El vacío de poder abierto después de la ruina tolteca pronto se cubrió. En 1246, los montaraces chichimeca de Xolotl abatieron el reducto culhuacano y ocuparon el Valle de México14. Los descendientes directos de Xolotl --Nopaltzin, Tlotzin y Quinatzin-- asimilaron con tanta rapidez la vida sedentaria, la lengua, las costumbres y la organización política de los vencidos que, a finales del siglo XIII, crearon un poderoso Estado con capital en Tetzcoco. Pero el proceso expansivo de los acolhua --denominación que se daban a sí mismos los chichimecas tetzcocanos-- se vio frena o por la presencia de otras tribus que se habían mesoamericanizado de un modo similar. Así, por citar alguno de los veintiocho Estados que se repartían la altiplanicie mexicana en el siglo XIV, los tepaneca --mazahua nahuatlizados-- se asentaron en Azcapoltzalco, los otomíes en Xaltocan y los chimalpaneca en Chalco15. La lucha por obtener la hegemonía alcanzó una ferocidad desconocida en la América Media, pues al instrumento tradicional para dirimir conflictos --la guerra-- se añadieron otras prácticas más sofisticadas, como la traición, la instigación a la rebelión o el atentado. Ahora bien, los esfuerzos de los contendientes por construir un dominio unificado resultaron estériles. Los tepaneca desbarataron el intento tetzcocano y éstos --aliados con los azteca, un grupo de segundo orden16-- hicieron lo mismo con los sueños expansionistas de los tlatoque de Azcapotzalco17.

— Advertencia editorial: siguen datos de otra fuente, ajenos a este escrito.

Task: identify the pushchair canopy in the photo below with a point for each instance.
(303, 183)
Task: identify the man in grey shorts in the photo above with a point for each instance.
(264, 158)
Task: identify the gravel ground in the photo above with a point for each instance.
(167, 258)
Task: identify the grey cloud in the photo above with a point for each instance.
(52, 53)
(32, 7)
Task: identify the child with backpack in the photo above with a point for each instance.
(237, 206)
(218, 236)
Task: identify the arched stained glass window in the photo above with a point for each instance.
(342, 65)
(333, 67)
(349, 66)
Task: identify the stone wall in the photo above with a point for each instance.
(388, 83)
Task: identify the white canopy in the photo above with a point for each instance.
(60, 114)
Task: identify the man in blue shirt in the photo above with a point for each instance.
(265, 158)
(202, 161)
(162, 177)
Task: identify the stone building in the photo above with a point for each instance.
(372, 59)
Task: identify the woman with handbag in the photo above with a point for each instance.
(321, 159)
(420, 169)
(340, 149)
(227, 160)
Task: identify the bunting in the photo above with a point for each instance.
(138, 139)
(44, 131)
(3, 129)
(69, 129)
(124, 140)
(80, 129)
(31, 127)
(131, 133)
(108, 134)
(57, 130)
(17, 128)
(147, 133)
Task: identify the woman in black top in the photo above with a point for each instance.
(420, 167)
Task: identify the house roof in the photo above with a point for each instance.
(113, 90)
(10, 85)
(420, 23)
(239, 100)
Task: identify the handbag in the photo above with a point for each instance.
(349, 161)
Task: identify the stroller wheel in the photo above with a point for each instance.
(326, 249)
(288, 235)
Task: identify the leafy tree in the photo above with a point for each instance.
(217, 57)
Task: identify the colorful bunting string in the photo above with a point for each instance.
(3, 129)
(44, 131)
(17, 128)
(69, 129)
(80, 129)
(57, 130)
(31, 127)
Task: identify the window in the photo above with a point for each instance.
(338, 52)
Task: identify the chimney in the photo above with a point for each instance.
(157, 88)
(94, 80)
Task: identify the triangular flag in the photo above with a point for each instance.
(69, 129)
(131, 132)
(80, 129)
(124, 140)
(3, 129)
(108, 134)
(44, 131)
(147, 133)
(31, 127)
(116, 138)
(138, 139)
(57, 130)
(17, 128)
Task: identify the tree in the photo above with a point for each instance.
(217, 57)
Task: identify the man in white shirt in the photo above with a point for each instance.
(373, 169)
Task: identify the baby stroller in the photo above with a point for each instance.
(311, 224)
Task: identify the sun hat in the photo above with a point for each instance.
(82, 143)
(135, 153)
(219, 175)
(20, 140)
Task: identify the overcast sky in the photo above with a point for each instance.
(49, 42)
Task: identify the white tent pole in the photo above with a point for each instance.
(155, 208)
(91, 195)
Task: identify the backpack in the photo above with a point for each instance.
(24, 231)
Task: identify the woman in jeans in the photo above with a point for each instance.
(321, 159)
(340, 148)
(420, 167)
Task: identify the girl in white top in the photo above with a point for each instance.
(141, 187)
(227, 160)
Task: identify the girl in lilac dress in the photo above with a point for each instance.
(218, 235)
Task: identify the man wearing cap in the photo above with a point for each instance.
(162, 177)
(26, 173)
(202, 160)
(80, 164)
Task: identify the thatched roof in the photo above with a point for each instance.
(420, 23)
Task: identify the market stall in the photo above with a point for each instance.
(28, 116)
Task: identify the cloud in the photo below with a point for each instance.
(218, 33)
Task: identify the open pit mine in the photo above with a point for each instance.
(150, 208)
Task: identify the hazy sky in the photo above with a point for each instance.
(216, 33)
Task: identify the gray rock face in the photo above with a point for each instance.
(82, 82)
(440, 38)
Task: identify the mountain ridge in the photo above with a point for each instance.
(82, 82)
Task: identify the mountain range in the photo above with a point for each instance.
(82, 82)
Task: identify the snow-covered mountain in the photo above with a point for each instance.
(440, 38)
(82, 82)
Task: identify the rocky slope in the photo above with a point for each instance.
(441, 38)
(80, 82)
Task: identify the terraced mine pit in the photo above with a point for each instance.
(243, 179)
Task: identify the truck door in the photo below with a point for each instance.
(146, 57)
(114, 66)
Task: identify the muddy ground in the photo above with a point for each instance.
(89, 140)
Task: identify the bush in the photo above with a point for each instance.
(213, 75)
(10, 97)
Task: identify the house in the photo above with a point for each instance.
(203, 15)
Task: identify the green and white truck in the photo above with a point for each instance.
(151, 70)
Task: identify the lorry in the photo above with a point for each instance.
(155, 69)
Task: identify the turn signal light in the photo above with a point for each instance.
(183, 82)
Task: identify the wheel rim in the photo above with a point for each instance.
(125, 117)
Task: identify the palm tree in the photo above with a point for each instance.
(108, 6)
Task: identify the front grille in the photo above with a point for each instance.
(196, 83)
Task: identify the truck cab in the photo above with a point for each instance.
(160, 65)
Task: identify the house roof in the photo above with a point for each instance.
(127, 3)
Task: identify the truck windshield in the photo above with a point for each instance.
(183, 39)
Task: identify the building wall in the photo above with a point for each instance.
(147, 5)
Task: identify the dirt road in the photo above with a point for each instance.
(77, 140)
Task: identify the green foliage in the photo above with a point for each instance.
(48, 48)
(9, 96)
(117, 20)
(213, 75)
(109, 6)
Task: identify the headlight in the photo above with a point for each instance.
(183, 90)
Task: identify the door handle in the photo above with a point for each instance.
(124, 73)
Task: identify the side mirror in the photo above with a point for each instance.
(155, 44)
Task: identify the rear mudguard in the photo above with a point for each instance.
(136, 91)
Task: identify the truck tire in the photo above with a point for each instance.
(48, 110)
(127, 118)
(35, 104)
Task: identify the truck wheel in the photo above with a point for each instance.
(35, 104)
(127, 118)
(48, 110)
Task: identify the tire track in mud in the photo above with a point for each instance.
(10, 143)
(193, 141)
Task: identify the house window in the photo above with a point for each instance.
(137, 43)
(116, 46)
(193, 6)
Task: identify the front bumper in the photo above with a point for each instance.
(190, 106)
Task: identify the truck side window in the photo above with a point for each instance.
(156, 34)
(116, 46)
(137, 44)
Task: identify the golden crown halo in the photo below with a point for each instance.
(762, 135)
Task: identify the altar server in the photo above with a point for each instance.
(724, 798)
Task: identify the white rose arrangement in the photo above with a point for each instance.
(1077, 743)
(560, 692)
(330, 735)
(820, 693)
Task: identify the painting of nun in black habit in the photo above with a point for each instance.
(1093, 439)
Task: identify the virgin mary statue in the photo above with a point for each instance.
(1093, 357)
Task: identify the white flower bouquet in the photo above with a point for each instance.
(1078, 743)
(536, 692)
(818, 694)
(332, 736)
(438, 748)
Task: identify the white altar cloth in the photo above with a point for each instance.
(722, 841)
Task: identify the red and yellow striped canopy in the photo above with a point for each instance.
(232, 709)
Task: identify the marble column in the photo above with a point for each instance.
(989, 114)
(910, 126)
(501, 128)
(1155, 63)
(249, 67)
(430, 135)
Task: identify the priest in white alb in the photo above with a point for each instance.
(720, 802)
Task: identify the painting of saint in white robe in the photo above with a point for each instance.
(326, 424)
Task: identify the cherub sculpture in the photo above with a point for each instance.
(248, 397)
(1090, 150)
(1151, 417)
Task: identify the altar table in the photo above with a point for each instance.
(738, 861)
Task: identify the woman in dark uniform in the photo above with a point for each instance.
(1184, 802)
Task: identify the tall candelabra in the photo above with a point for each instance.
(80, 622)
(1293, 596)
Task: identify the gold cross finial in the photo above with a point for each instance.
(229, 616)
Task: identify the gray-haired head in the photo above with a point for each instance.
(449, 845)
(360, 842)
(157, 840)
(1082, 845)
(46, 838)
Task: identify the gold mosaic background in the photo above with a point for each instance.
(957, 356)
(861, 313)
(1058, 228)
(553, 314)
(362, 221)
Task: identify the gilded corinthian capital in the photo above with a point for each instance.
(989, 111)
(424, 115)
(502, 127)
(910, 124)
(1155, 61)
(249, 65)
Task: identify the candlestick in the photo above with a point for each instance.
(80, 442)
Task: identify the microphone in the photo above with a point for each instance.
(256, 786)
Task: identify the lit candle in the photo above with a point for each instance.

El resto de la historia presenta pocos secretos. Ante la imposibilidad de controlar individualmente la Cuenca, los vencedores optaron por crear una confederación y, prudentemente, incluyeron en ella a los humillados tepaneca. Sin embargo, los tenochca, cuya fuerza iba creciendo de día en día, tardaron poco tiempo en marginar a sus aliados acolhua. De manera que, entre 1460 y 151918, los mexica tomaron el control de la Triple Alianza y, consecuentemente, del imperio. Los investigadores no se ponen de acuerdo a la hora de enjuiciar el tema del llamado imperio azteca. Mientras unos lo admiten, otros, como el soviético Valeri I. Guliaev, niegan el status imperial a la sociedad mexicana: La conquista española interrumpió el proceso deformación y desarrollo ulterior del Estado azteca, que no consiguió elaborar los mecanismos de inclusión completa en el marco de un imperio único de todos los territorios dependientes de Tenochtitlan... Los aztecas dieron sólo los primeros pasos en esta dirección, sin poder eliminar la independencia interna y la estructura propia de todos los Estados conquistados19. El hecho de que la política exterior de los tlacatetecuhtin mexica se asemejase más a las formas neocoloniales de nuestros días que a los costosos y poco operativos imperios tradicionales (Roma, España o Gran Bretaña) resulta clave para explicar la vitalidad de la crónica indígena novohispana. Ixtlilxoxhitl, Pomar, Tezozomoc y tantos otros indígenas pudieron escribir la historia de los Estados donde nacieron porque, durante tres siglos, el protagonista del proceso histórico mexicano no fue una potencia poderosa, como había ocurrido en las centurias anteriores, sino una multitud de pequeñas ciudades-estados.